Midnight Cowboy is a film by John Schlesinger which won the Oscar for "Best Picture" in 1969. The film features Harry Nilsson's performance of "Everybody's Talkin'."
The movie studio wanted an original song written for the film, so Schlesinger used "Everybody's Talkin'" just as a placeholder during rough cuts of the film as songwriters such as Bob Dylan and Randy Newman were commissioned to write a new song for the film. Nilsson submitted his own "I Guess the Lord Must Be in New York City" as a candidate. In the end, the filmmakers decided to keep "Everybody's Talkin'" in the film. It became Nilsson's first hit recording and earned him a Grammy.
Snippets of Harry Nilsson's contemplative ballad, Everybody's Talkin', play throughout, offering multifaceted commentary on Joe's circuitous journey. At the beginning, when Joe is optimistic and exuberant, the song plays as an encouraging jingle. As his life and prospects grow increasingly bleak, the lyrics play more as bitter, resentful commentary.

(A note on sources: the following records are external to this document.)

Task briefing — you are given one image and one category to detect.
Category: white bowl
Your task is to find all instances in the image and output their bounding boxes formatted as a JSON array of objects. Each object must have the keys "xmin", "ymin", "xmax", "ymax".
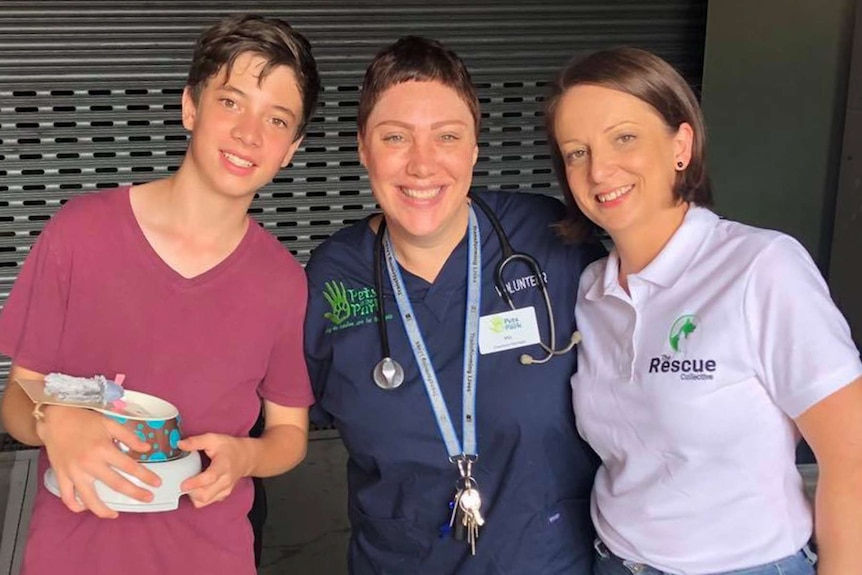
[{"xmin": 44, "ymin": 451, "xmax": 201, "ymax": 513}]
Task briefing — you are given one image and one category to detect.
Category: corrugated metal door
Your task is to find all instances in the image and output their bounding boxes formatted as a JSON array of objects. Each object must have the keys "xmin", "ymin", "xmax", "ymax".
[{"xmin": 0, "ymin": 0, "xmax": 706, "ymax": 381}]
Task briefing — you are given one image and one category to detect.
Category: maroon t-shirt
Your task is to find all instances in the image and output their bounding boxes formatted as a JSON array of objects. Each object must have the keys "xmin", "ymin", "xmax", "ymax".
[{"xmin": 0, "ymin": 188, "xmax": 313, "ymax": 575}]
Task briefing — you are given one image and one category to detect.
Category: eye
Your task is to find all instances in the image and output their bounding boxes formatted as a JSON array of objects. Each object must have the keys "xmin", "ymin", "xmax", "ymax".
[{"xmin": 566, "ymin": 148, "xmax": 589, "ymax": 164}]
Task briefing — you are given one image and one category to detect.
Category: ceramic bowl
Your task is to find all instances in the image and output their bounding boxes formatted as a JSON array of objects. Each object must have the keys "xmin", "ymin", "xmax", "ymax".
[{"xmin": 102, "ymin": 391, "xmax": 185, "ymax": 463}]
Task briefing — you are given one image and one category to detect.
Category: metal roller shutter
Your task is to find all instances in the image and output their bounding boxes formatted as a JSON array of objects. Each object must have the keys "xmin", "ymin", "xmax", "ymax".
[{"xmin": 0, "ymin": 0, "xmax": 706, "ymax": 381}]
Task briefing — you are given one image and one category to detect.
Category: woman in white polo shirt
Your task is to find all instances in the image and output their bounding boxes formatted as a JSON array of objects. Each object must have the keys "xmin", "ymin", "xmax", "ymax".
[{"xmin": 547, "ymin": 49, "xmax": 862, "ymax": 575}]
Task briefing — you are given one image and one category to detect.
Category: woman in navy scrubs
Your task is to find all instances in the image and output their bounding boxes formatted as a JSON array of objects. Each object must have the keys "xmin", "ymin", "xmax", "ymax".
[{"xmin": 306, "ymin": 37, "xmax": 602, "ymax": 575}]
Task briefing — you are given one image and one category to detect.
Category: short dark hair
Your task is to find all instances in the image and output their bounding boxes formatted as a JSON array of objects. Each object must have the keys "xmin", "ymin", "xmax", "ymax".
[
  {"xmin": 545, "ymin": 48, "xmax": 712, "ymax": 239},
  {"xmin": 186, "ymin": 14, "xmax": 320, "ymax": 138},
  {"xmin": 357, "ymin": 36, "xmax": 480, "ymax": 137}
]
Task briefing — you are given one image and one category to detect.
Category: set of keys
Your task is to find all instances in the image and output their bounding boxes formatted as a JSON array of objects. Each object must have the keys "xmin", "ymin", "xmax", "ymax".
[{"xmin": 449, "ymin": 459, "xmax": 485, "ymax": 555}]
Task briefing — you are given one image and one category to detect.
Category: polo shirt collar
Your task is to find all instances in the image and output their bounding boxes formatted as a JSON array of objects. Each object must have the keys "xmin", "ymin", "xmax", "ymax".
[{"xmin": 586, "ymin": 205, "xmax": 719, "ymax": 301}]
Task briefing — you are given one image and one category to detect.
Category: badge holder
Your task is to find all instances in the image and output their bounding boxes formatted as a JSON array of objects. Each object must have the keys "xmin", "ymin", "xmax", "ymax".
[{"xmin": 15, "ymin": 378, "xmax": 201, "ymax": 513}]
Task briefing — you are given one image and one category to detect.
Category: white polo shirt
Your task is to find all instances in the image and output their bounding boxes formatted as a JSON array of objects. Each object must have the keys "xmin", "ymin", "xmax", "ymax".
[{"xmin": 572, "ymin": 206, "xmax": 862, "ymax": 575}]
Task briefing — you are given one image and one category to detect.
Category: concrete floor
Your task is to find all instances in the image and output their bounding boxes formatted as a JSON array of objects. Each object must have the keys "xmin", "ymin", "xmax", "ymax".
[
  {"xmin": 0, "ymin": 431, "xmax": 817, "ymax": 575},
  {"xmin": 0, "ymin": 431, "xmax": 350, "ymax": 575}
]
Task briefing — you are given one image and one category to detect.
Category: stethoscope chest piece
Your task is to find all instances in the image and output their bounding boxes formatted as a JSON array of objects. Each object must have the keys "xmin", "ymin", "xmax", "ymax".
[{"xmin": 374, "ymin": 357, "xmax": 404, "ymax": 389}]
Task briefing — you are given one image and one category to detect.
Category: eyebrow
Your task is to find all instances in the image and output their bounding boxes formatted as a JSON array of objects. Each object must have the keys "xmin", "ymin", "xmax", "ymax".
[
  {"xmin": 219, "ymin": 84, "xmax": 296, "ymax": 120},
  {"xmin": 604, "ymin": 120, "xmax": 637, "ymax": 134},
  {"xmin": 374, "ymin": 120, "xmax": 469, "ymax": 130},
  {"xmin": 560, "ymin": 120, "xmax": 637, "ymax": 144}
]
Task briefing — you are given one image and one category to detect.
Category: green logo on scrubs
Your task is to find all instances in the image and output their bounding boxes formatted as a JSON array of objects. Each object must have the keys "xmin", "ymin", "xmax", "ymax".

-- Phil Villarreal (Arizona Daily Star, August 12, 2005)
When Midnight Cowboy was re-released to theaters in February of 1994, the new print included a memorial dedication to Harry Nilsson who died the previous month.
Also in 1994, Midnight Cowboy was deemed "culturally, historically or aesthetically significant" by the US Library of Congress and selected for preservation in the National Film Registry.